The European Commission (EC) says it is concerned that the proposed takeover of Dutch logistics firm TNT Express by FedEx Express (FX, Memphis International) could negatively impact competition in the bloc's market.

Announcing an in-depth investigation to assess whether the proposed takeover is in line with EU Merger Regulations, the EC said its concerns focus on a number of European markets where the merged entity would face insufficient competitive constraints from the only two remaining players (UPS and DHL).

"Many businesses, and in particular e-commerce, rely heavily on affordable and reliable small package delivery services, and many consumers depend on these services to ensure rapid and safe delivery of goods they have bought," Commissioner Margrethe Vestager, in charge of competition policy, said. "The Commission must therefore make sure that FedEx’s takeover of TNT would not impede effective competition and would not lead to higher prices for consumers.”
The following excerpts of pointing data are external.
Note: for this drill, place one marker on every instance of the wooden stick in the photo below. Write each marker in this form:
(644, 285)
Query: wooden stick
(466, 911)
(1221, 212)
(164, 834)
The investigation is slated to last until early December following which the EC will publish its report and findings.

Similar concerns thwarted UPS Airlines (5X, Louisville International) parent United Parcel Service's plans to acquire TNT in 2013. Back then, the EC vetoed the EUR5.16 billion (USD7.1 billion at the time) deal after UPS failed to find a buyer for TNT's subsidiaries in fifteen EU countries needed to ensure viable competition in those markets.
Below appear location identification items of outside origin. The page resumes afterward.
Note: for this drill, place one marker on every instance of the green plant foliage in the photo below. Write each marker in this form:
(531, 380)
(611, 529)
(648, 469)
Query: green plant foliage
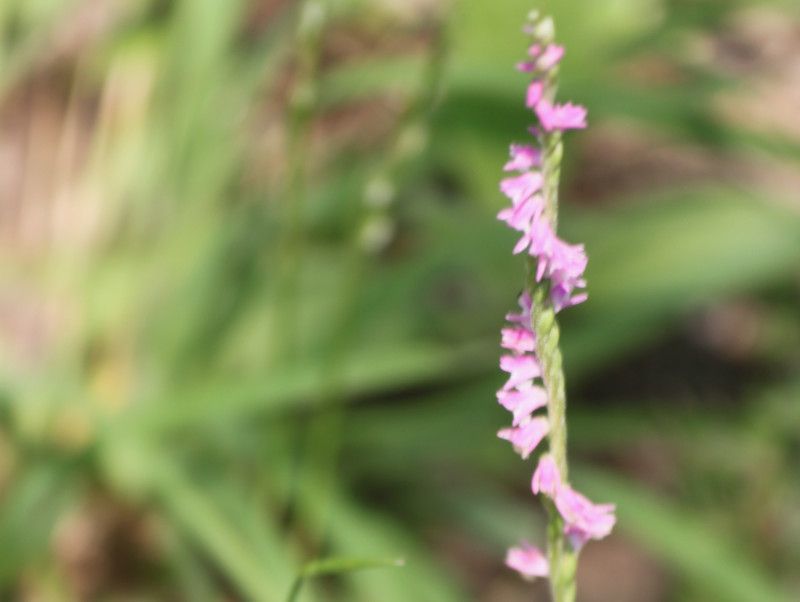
(251, 283)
FedEx announced it would acquire 100% of TNT Express N.V. shares for EUR4.4 billion (USD4.8 billion) in cash in April this year. Should the merger go ahead, the new entity would retain TNT's Liege logistics hub while establishing its European regional headquarters at Amsterdam/Hoofddorp.

However, in order to satisfy European carrier ownership regulations, the merged company will divest itself of TNT Airways (Liège) with the airline's intercontinental air operations transitioning to FedEx where regulation permits.